Major Sex Mistakes Men Usually Make
Anyone makes mistakes in bed. Don’t get depressed because of some negative experience, it’s still an experience! Don’t want to feel that negativity? I have a list of the most common sex fails people make – check it out!
Mistake # 1: Believe That She Will Definitely Have An Orgasm From Intercourse
According to the research conducted by Planned Parenthood, only 20% of ladies are reaching orgasm through vaginal intercourse. In other words, you really should try to “study” how your girl’s body works and on what touches it reacts. And it would be great if men spend some time in other forms of sexual stimulation.
Mistake # 2: Skip Courting And Seduction
Guys, it is impossible to have sex with a woman without charming her. Foreplay just should be the start of almost any sex and I’m talking not about it. I mean, you should make something for your girl to know that she is desirable, beautiful, and sexy. Get her some flowers, bring a bottle of wine or something… Add some romance, okay? For the ladies, sex starts not in bed, but much earlier.
Mistake # 3: Ignore Non-Verbal Cues
Some ladies say that men don’t listen to them. Well, it is true in some cases, but the thing is that women usually suppose hints to be clear statements… However, some men really ignore even obvious things. If your sweetie changes her position during sex or physically expresses that something makes her uncomfortable (or on the contrary, that she is feeling great), listen to her. I mean, try to understand her body language. It speaks even clearer than English.

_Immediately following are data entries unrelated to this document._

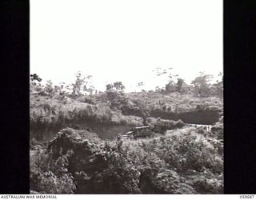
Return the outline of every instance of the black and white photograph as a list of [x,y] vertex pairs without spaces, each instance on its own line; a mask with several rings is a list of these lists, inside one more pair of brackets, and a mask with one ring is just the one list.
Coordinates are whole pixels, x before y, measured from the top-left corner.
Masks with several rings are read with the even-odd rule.
[[222,194],[223,2],[30,1],[30,193]]

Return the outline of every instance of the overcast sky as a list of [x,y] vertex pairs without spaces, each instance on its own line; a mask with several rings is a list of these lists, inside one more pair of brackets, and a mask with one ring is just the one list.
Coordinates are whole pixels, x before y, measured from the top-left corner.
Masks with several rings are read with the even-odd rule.
[[156,67],[190,82],[222,71],[222,0],[30,0],[30,73],[54,83],[93,75],[96,88],[122,81],[163,86]]

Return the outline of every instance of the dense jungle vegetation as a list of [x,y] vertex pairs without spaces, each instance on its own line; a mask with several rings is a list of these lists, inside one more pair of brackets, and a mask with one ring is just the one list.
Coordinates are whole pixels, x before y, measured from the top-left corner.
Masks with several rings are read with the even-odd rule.
[[[139,82],[141,91],[125,93],[122,82],[98,91],[80,72],[74,83],[58,86],[31,74],[30,192],[222,194],[222,81],[169,76],[163,88],[146,91]],[[158,122],[166,131],[148,138],[118,140],[120,130],[107,130]],[[52,139],[35,137],[50,130]]]

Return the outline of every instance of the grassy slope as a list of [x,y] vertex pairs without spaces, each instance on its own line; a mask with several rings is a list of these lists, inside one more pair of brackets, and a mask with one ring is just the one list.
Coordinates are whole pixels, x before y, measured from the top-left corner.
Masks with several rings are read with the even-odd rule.
[[[222,134],[222,128],[218,136]],[[106,142],[90,132],[63,130],[50,143],[51,150],[42,148],[34,159],[31,190],[48,194],[222,194],[223,145],[217,136],[187,128],[154,138],[123,140],[118,149],[117,141]]]
[[[192,94],[181,95],[174,93],[162,95],[156,92],[130,93],[126,94],[125,97],[128,99],[127,102],[125,105],[121,103],[121,107],[126,106],[131,110],[138,110],[138,112],[141,112],[139,106],[136,105],[138,100],[145,103],[148,112],[154,110],[159,114],[196,111],[198,108],[222,110],[222,100],[215,97],[200,98]],[[86,103],[85,99],[90,99],[94,103]],[[114,125],[142,125],[141,118],[123,115],[120,110],[110,108],[110,105],[106,94],[83,96],[77,99],[66,97],[60,99],[31,94],[30,124],[32,126],[54,126],[86,119]],[[136,114],[133,114],[132,111],[130,115]]]

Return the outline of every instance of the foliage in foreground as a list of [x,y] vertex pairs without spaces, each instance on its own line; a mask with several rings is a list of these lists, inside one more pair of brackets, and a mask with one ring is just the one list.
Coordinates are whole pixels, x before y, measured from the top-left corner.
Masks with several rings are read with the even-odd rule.
[[218,137],[188,128],[120,146],[65,129],[31,161],[30,188],[47,194],[222,194]]

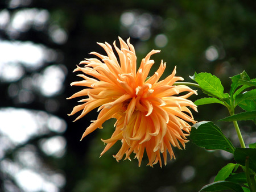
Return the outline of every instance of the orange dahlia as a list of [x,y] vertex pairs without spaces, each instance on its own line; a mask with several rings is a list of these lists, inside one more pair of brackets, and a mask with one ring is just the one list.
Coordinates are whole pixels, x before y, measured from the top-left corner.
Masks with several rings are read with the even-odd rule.
[[[97,119],[86,129],[81,139],[97,128],[102,128],[102,123],[107,120],[114,118],[115,130],[110,139],[102,139],[107,145],[101,156],[121,140],[122,147],[114,156],[117,161],[125,154],[125,160],[130,160],[133,152],[140,166],[146,151],[148,165],[152,166],[159,162],[162,166],[160,153],[166,165],[167,151],[171,160],[175,158],[172,147],[181,149],[181,145],[185,148],[191,128],[187,122],[196,123],[188,107],[197,111],[196,106],[187,98],[196,91],[185,85],[174,85],[176,81],[183,80],[175,76],[176,67],[171,74],[159,81],[166,66],[163,61],[155,74],[147,78],[154,63],[150,56],[160,51],[151,51],[137,70],[136,54],[129,39],[127,43],[120,37],[119,40],[121,48],[114,42],[119,60],[109,44],[98,43],[108,56],[92,52],[101,60],[86,59],[75,69],[84,73],[77,75],[84,80],[71,85],[86,88],[68,99],[86,97],[80,101],[84,103],[75,107],[69,115],[82,110],[76,120],[99,107]],[[188,93],[177,95],[184,91]]]

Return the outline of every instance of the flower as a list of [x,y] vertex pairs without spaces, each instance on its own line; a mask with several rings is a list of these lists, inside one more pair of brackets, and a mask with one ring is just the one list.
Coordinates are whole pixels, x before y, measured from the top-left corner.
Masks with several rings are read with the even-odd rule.
[[[111,138],[102,139],[107,145],[101,156],[117,141],[121,140],[120,150],[113,156],[117,161],[122,159],[125,154],[125,160],[130,160],[133,152],[139,166],[146,151],[148,165],[152,166],[159,162],[162,167],[160,153],[166,165],[168,152],[171,160],[175,158],[172,147],[181,149],[182,145],[185,148],[185,143],[188,141],[186,137],[191,128],[187,122],[196,123],[188,107],[197,111],[196,106],[187,98],[196,94],[196,91],[185,85],[174,85],[176,81],[183,80],[182,77],[175,76],[176,66],[171,75],[159,81],[166,66],[163,61],[155,74],[147,78],[154,63],[150,60],[150,56],[160,51],[151,51],[142,60],[137,70],[135,52],[130,39],[127,43],[120,37],[119,40],[121,49],[117,47],[115,41],[114,47],[119,61],[110,44],[98,43],[108,56],[92,52],[91,54],[101,60],[85,59],[74,70],[84,73],[78,75],[84,80],[72,82],[71,85],[87,88],[68,99],[86,97],[80,101],[84,103],[75,107],[69,115],[82,110],[76,120],[99,107],[97,120],[86,129],[81,139],[97,128],[102,128],[104,122],[115,118],[115,130]],[[80,66],[81,64],[84,64],[82,66]],[[184,91],[188,93],[177,96]]]

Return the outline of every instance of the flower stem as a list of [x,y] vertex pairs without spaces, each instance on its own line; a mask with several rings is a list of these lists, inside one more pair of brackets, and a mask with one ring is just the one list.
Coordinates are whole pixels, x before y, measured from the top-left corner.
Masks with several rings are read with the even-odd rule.
[[[251,192],[255,192],[256,190],[256,188],[254,185],[255,183],[253,183],[253,182],[255,182],[255,178],[254,175],[251,176],[250,174],[249,157],[246,157],[245,160],[245,175],[246,176],[247,183],[248,184],[248,187],[250,191]],[[252,176],[253,176],[253,177]]]
[[240,129],[238,127],[238,124],[236,120],[233,122],[234,123],[234,126],[236,129],[236,131],[237,132],[237,136],[238,137],[239,141],[240,142],[241,147],[242,148],[245,148],[245,142],[243,141],[243,137],[242,136],[242,134],[240,131]]
[[201,89],[201,87],[199,85],[193,83],[190,83],[188,82],[176,82],[174,84],[174,85],[187,85],[187,86],[192,86],[193,87],[196,87],[199,89]]

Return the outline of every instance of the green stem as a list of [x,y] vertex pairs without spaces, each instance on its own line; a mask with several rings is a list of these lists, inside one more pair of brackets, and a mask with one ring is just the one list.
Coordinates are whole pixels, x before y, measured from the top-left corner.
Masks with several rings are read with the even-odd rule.
[[175,82],[174,85],[187,85],[187,86],[192,86],[193,87],[196,87],[199,89],[201,89],[201,87],[199,86],[199,85],[193,83],[190,83],[188,82]]
[[243,137],[242,136],[242,134],[240,131],[240,129],[238,127],[238,124],[236,120],[233,122],[234,123],[234,126],[236,129],[236,131],[237,132],[237,136],[238,137],[239,141],[240,142],[241,147],[242,148],[245,148],[245,142],[243,141]]
[[253,186],[253,183],[251,183],[251,177],[250,174],[249,157],[246,157],[246,158],[245,160],[245,175],[246,176],[247,183],[248,184],[248,187],[250,189],[250,191],[251,192],[255,192],[255,188],[254,188]]

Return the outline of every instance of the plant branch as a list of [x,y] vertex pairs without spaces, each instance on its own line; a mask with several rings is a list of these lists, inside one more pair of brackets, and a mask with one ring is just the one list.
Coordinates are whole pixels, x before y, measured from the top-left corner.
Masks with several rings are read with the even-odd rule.
[[238,124],[236,120],[233,122],[234,123],[234,126],[236,129],[236,131],[237,132],[237,136],[238,137],[239,141],[240,142],[241,147],[242,148],[245,148],[245,142],[243,141],[243,137],[240,131],[240,129],[239,128]]
[[201,87],[199,86],[199,85],[193,83],[191,83],[188,82],[175,82],[174,85],[187,85],[187,86],[192,86],[193,87],[196,87],[199,89],[201,89]]

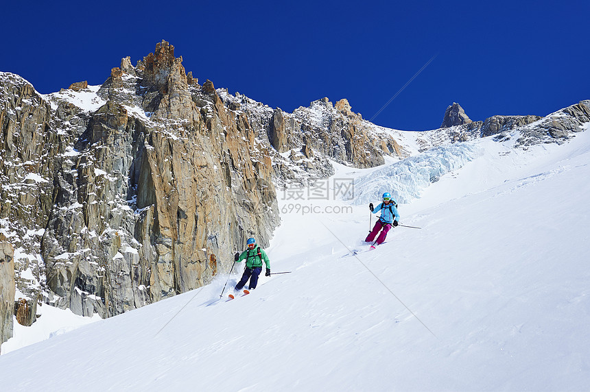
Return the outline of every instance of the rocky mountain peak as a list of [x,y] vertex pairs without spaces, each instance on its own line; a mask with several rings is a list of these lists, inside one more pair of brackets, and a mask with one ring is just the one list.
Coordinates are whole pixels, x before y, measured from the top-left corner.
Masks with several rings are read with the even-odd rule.
[[445,112],[445,118],[442,119],[441,128],[449,128],[455,125],[462,125],[471,123],[471,120],[465,114],[465,111],[460,105],[456,102],[447,108]]
[[[124,61],[125,59],[123,59]],[[187,83],[187,75],[182,65],[182,57],[174,57],[174,46],[165,40],[156,45],[156,50],[137,62],[137,69],[143,71],[144,84],[162,89],[168,84],[168,78],[176,74]]]

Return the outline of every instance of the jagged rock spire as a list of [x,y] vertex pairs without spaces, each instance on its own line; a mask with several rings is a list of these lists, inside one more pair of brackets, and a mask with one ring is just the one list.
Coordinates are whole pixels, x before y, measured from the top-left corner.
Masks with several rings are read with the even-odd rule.
[[445,118],[442,119],[440,127],[448,128],[472,122],[461,106],[456,102],[453,102],[453,104],[447,108],[447,111],[445,112]]

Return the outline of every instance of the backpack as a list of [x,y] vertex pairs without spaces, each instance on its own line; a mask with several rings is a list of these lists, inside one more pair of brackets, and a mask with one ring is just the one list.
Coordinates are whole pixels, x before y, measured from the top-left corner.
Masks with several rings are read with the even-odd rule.
[[[261,265],[261,267],[262,267],[263,265],[264,265],[264,262],[263,262],[263,261],[262,261],[262,254],[260,252],[260,247],[259,246],[256,247],[256,252],[258,253],[257,253],[254,256],[258,256],[258,258],[260,259],[260,265]],[[248,258],[249,258],[249,257],[250,257],[250,249],[248,249],[248,254],[246,255],[246,260],[248,260]]]
[[[393,210],[392,209],[392,207],[395,207],[396,208],[397,208],[397,203],[392,201],[392,202],[390,203],[389,206],[386,206],[383,204],[381,204],[381,206],[382,206],[381,208],[381,210],[388,209],[388,208],[389,209],[389,212],[391,212],[391,217],[393,219],[393,220],[394,221],[395,220],[395,215],[393,213]],[[379,219],[381,219],[381,218],[379,218]]]

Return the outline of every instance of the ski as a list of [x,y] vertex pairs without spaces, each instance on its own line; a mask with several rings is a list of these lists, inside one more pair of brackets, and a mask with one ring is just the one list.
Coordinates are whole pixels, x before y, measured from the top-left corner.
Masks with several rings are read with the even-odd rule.
[[[240,295],[240,297],[244,297],[244,295],[248,295],[248,294],[250,294],[250,291],[244,289],[244,294]],[[228,301],[231,301],[232,299],[235,299],[235,295],[234,295],[233,294],[230,294],[229,295],[228,295]],[[226,302],[227,302],[227,301],[226,301]]]

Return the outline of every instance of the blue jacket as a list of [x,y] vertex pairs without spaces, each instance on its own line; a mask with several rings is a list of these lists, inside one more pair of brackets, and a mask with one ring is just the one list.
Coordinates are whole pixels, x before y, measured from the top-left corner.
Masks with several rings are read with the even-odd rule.
[[[394,220],[399,221],[399,213],[397,212],[397,208],[395,208],[394,204],[395,202],[393,200],[390,201],[389,204],[381,203],[375,208],[373,213],[377,214],[379,211],[383,211],[381,213],[381,217],[379,217],[379,220],[385,223],[391,224]],[[390,210],[390,207],[391,207],[391,210]]]

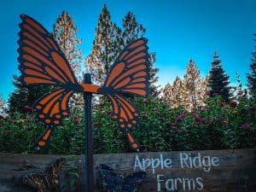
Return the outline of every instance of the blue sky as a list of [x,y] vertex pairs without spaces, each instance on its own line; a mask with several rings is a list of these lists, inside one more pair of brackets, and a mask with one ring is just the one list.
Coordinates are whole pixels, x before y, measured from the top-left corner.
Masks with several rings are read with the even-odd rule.
[[19,15],[26,14],[49,32],[62,10],[67,10],[84,40],[83,56],[90,54],[102,6],[107,3],[112,20],[121,26],[128,11],[147,29],[150,51],[156,52],[159,84],[182,77],[192,58],[201,75],[211,67],[217,50],[222,65],[236,82],[238,72],[246,85],[251,53],[254,51],[256,1],[254,0],[3,0],[0,6],[0,93],[4,99],[14,90],[13,75],[18,71]]

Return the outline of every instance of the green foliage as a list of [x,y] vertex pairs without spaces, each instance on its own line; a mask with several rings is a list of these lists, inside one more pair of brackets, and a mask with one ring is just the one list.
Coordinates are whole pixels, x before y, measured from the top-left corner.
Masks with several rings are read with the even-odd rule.
[[67,11],[62,11],[59,15],[53,30],[54,38],[66,55],[77,79],[80,79],[82,51],[79,46],[82,44],[82,40],[78,37],[78,27],[75,26],[74,20]]
[[121,29],[111,20],[106,4],[99,16],[95,34],[91,53],[85,61],[86,67],[91,71],[95,83],[103,84],[122,44]]
[[[256,146],[256,106],[248,99],[225,102],[211,97],[193,112],[170,108],[158,97],[131,98],[140,112],[133,131],[142,151],[244,148]],[[125,134],[110,119],[110,102],[103,100],[94,108],[94,153],[130,152]],[[34,141],[44,128],[34,114],[14,113],[0,119],[0,151],[33,154],[84,154],[83,111],[74,111],[63,127],[53,132],[48,148],[38,151]]]
[[208,79],[208,86],[210,87],[209,95],[210,96],[214,96],[215,95],[221,96],[224,101],[228,102],[231,96],[230,87],[229,85],[230,77],[225,73],[220,63],[221,60],[219,60],[218,53],[214,52]]
[[[256,34],[254,34],[256,41]],[[256,100],[256,46],[255,50],[253,53],[252,64],[250,66],[251,73],[247,74],[247,85],[250,91],[250,95],[254,100]]]

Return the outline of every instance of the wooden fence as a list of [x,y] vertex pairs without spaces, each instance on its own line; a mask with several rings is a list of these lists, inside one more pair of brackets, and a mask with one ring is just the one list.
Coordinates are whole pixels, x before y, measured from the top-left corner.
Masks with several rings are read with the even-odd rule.
[[[0,192],[32,192],[21,183],[24,175],[44,172],[49,161],[65,157],[61,171],[62,191],[71,191],[67,172],[74,168],[71,156],[0,154]],[[83,190],[83,156],[76,157]],[[255,192],[256,148],[238,150],[176,151],[94,155],[95,192],[102,191],[97,165],[108,164],[126,176],[145,170],[147,177],[139,192],[204,191]]]

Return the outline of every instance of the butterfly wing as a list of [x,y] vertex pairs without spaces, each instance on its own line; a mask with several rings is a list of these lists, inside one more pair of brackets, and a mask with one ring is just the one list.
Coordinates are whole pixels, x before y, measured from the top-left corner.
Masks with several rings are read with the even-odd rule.
[[124,179],[122,184],[122,192],[136,192],[137,186],[143,183],[144,177],[147,176],[145,172],[137,172],[128,175]]
[[27,84],[75,86],[74,74],[52,34],[32,18],[26,15],[20,18],[18,60],[22,81]]
[[132,127],[138,120],[137,110],[128,100],[119,94],[107,95],[107,96],[110,99],[113,107],[112,119],[118,122],[118,128],[125,131],[131,148],[138,150],[138,143],[131,133]]
[[47,192],[45,175],[32,173],[25,176],[22,182],[38,190],[38,192]]
[[146,96],[149,92],[149,62],[147,39],[139,38],[128,44],[113,63],[104,85],[99,93],[107,95],[113,106],[112,119],[125,131],[131,147],[138,150],[138,144],[131,134],[137,122],[135,107],[120,94]]
[[105,164],[100,164],[98,168],[102,177],[103,191],[120,191],[122,176],[116,172],[111,166]]
[[63,118],[69,114],[68,101],[73,94],[73,90],[60,88],[45,94],[34,103],[38,119],[48,127],[36,142],[38,146],[45,146],[54,127],[62,125]]
[[149,86],[149,62],[147,39],[128,44],[114,61],[103,87],[113,92],[146,96]]

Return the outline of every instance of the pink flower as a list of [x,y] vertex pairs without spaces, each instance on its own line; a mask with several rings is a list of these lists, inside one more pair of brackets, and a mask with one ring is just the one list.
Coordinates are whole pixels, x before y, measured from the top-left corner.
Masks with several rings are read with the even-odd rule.
[[177,122],[182,122],[182,121],[184,119],[185,116],[186,116],[186,115],[185,115],[184,113],[179,114],[179,115],[177,116]]
[[32,107],[29,107],[29,106],[25,106],[25,107],[24,107],[24,109],[25,109],[26,111],[32,111],[32,110],[33,110],[33,108],[32,108]]
[[218,102],[218,105],[220,107],[224,107],[225,105],[225,102],[224,101],[220,101],[220,102]]
[[171,125],[171,127],[170,127],[172,130],[177,130],[177,126],[175,126],[175,125]]
[[237,106],[237,102],[230,102],[230,106],[232,108],[235,108],[236,106]]
[[227,119],[224,119],[223,121],[222,121],[224,124],[228,124],[229,123],[229,120]]
[[183,131],[182,131],[182,130],[177,130],[177,133],[182,133]]
[[241,125],[241,129],[243,129],[243,130],[247,130],[248,129],[250,126],[250,125],[248,123],[243,123]]
[[79,118],[73,117],[72,119],[76,124],[79,124],[81,122],[81,119]]

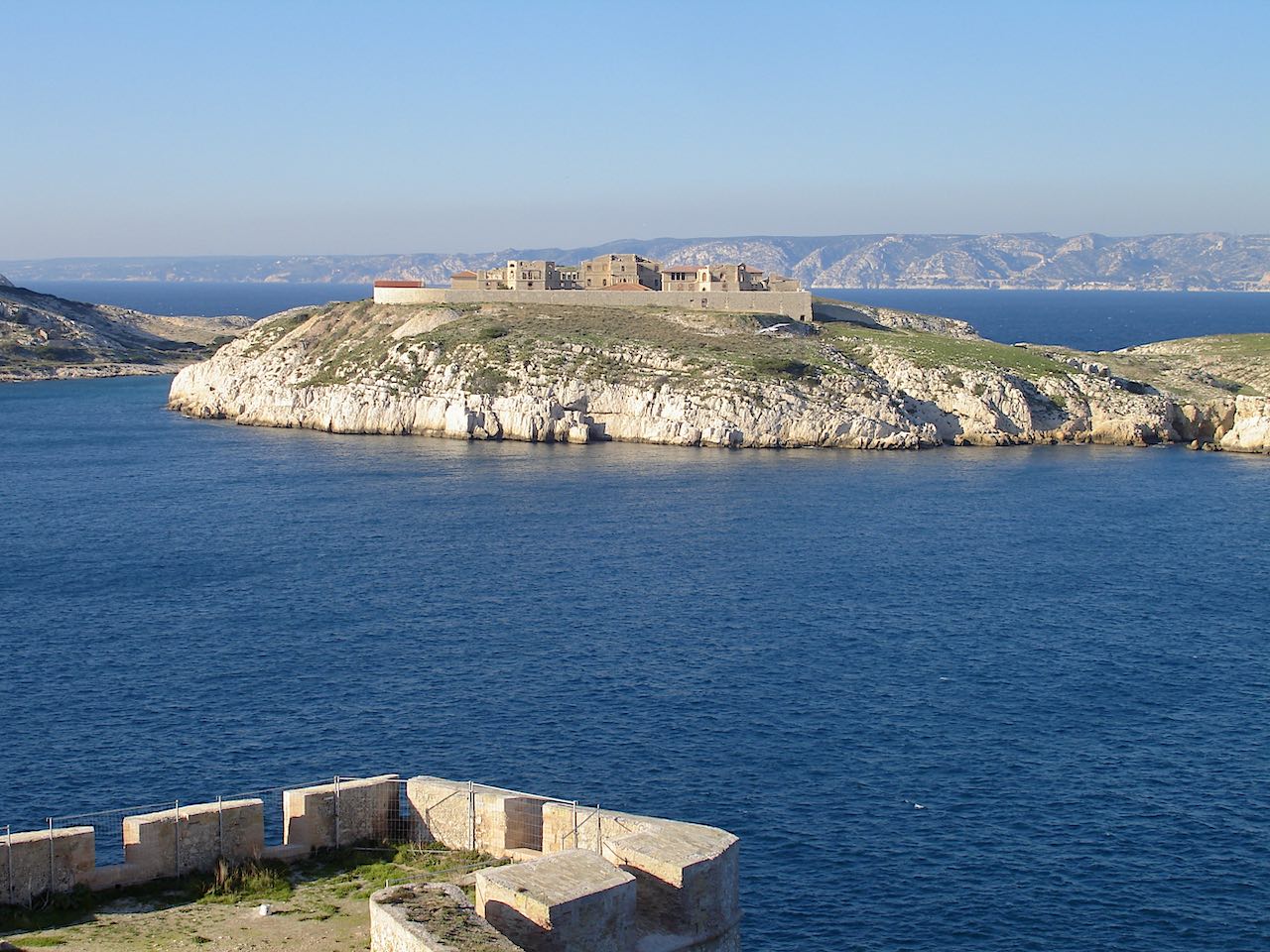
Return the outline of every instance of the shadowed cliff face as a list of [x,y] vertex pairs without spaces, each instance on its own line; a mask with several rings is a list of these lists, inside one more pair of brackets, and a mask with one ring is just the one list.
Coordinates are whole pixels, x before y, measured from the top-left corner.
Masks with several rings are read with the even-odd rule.
[[963,321],[818,302],[813,327],[664,307],[354,302],[262,321],[182,371],[193,416],[337,433],[916,449],[1185,442],[1270,448],[1265,335],[1082,354]]
[[173,373],[250,324],[67,301],[0,278],[0,380]]

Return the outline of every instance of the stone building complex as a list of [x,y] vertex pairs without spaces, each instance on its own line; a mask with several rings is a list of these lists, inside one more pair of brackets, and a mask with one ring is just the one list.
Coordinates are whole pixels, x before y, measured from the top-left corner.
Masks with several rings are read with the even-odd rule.
[[[420,284],[422,287],[422,284]],[[460,291],[801,291],[792,278],[742,264],[672,264],[635,254],[599,255],[580,265],[512,260],[502,268],[450,275]]]
[[422,281],[376,281],[376,303],[665,305],[712,311],[775,314],[812,320],[812,294],[794,278],[740,264],[663,265],[636,254],[607,254],[578,265],[509,260],[502,268],[461,270],[448,288]]

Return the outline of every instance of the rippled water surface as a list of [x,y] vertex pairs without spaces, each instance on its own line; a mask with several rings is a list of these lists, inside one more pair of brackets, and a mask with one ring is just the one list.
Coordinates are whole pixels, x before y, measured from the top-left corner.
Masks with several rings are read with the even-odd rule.
[[1270,461],[0,387],[0,821],[334,773],[725,826],[749,949],[1270,947]]

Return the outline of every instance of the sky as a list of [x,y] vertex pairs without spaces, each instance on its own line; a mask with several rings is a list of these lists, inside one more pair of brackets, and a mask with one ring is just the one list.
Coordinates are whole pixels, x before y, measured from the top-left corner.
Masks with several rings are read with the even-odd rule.
[[1270,3],[0,0],[0,259],[1270,232]]

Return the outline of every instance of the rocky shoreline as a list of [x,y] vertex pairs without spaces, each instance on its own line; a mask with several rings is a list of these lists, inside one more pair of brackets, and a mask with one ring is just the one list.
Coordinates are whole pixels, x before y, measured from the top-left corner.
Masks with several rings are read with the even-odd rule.
[[850,310],[847,320],[827,312],[838,320],[810,335],[738,315],[639,314],[622,338],[597,330],[611,315],[588,324],[569,310],[359,302],[288,312],[182,369],[169,406],[248,425],[457,439],[1270,452],[1270,400],[1205,385],[1204,371],[1184,367],[1185,386],[1171,392],[1096,355],[1006,348],[966,325],[886,308],[829,308]]

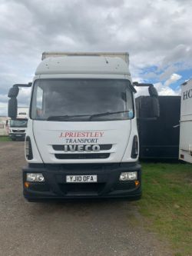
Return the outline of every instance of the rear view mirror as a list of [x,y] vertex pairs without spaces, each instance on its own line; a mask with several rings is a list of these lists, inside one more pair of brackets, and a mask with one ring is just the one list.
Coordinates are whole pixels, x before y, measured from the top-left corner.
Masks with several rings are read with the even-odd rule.
[[16,98],[18,96],[18,91],[19,89],[17,86],[12,87],[8,91],[8,97]]
[[153,116],[154,118],[158,118],[160,116],[160,107],[159,107],[158,95],[157,95],[157,98],[155,96],[153,96],[153,97],[151,98],[151,105],[152,105],[152,108],[152,108]]
[[16,98],[11,98],[8,104],[8,115],[12,119],[17,118],[18,100]]
[[151,97],[158,98],[158,92],[154,86],[150,86],[148,91]]

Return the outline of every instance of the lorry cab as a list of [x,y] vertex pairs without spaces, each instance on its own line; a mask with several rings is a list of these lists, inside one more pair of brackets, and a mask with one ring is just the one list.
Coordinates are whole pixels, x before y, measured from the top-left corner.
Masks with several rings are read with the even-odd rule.
[[[43,53],[32,82],[24,196],[140,198],[135,92],[127,53]],[[10,115],[17,94],[10,91]]]

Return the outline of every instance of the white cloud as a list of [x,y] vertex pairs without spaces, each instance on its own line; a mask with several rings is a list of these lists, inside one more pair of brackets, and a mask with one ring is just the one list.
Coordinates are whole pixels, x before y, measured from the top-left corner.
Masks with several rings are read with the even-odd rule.
[[177,81],[177,80],[179,80],[180,78],[181,78],[181,75],[174,73],[170,75],[170,78],[165,81],[164,85],[169,86],[170,85],[174,83],[175,81]]

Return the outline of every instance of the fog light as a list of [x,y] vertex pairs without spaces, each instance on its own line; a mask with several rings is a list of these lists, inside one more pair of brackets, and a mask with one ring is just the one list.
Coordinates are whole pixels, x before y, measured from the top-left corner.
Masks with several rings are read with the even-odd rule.
[[134,181],[137,179],[137,172],[121,172],[119,180],[121,181]]
[[27,173],[27,181],[44,182],[45,178],[41,173]]
[[26,188],[28,188],[30,184],[28,182],[25,182],[24,183],[24,186]]

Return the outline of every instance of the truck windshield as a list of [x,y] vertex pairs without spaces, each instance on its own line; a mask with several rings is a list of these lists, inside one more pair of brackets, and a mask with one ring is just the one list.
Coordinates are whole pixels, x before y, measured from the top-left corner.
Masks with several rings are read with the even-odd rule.
[[27,119],[10,120],[10,127],[27,127]]
[[128,80],[120,79],[37,80],[31,118],[66,121],[131,119],[134,108],[130,85]]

Mistake # 4: Start Experimenting Without Asking For Permission
Before spicing things up with something new, discuss it with your partner. No woman wants to understand that her lover wants to try something completely different already in the process. Ask your girl whether or not she wants to experiment with you! If you don’t care about her feelings (both physical and mental), she will not care about yours too.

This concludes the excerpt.